George Osborne has learnt an important political lesson. As he said himself - don't do things that "don't look very good".
By Ben Wright
Political correspondent, BBC News
And clambering on board the polished deck of a Russian billionaire's luxury yacht with your party's chief fundraiser in tow certainly did not look very good.
Mr Osborne admitted "a mistake" in meetings with Russian billionaire
The shadow chancellor is adamant that a donation was never solicited and none was taken from Oleg Deripaska.
But the two Tories were there and donations were discussed at the villa of his old Oxford pal Nat Rothschild, who brought the whole Corfu caper to light.
If it wasn't for his pique at seeing private holiday conversations crop up in the press, George Osborne's visit to the billionaire's yacht may never have surfaced. But it did.
It did not look good to be discussing donations at all. Mr Deripaska is Russian and foreign nationals have been banned from giving money to British political parties. So why were they even discussing it?
It has taken the furore of Corfu to convince George Osborne to give donors a wide berth in the future.
Heath and Blair
From now on he will not take any part in any discussions about individual donations to the party.
Nor did it look too good to be on the billionaire's yacht in the first place. Of course politicians are free to go on any holiday they choose but the setting (fairly or not) sends a message that the press pore over.
Ted Heath (the son of a carpenter) used to holiday on a yacht but he sailed it himself. Tony Blair used to stay in the homes of the very rich but did not seem to care how it looked - perhaps because Britain was feeling flush at the time.
The highlighting of George Osborne's fraternising with billionaires while Britain rumbles into recession probably makes it harder for the shadow chancellor to convince voters that he feels their pain.

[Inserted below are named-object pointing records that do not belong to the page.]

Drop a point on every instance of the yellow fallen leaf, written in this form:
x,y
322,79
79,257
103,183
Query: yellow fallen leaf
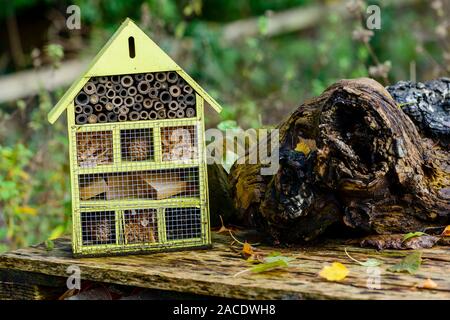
x,y
334,272
305,146
302,147
247,249
429,284
27,210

Of course Lord Mandelson was enjoying the hospitality too - and he continues to be buffeted by the waves caused by his visit to the yacht.
But the only detail that most people might remember from this whole saga is that new snap of the insouciant waistcoat-wearing young George posing with his Bullingdon club friends. For that the Conservatives will not be grateful.
The shadow chancellor was never likely to walk the plank over this. His denial of impropriety was firm and no money was taken. But it did raise questions about his political antenna.
By owning up to an error of judgement George Osborne has probably done enough to sink the unhelpful yacht story for good.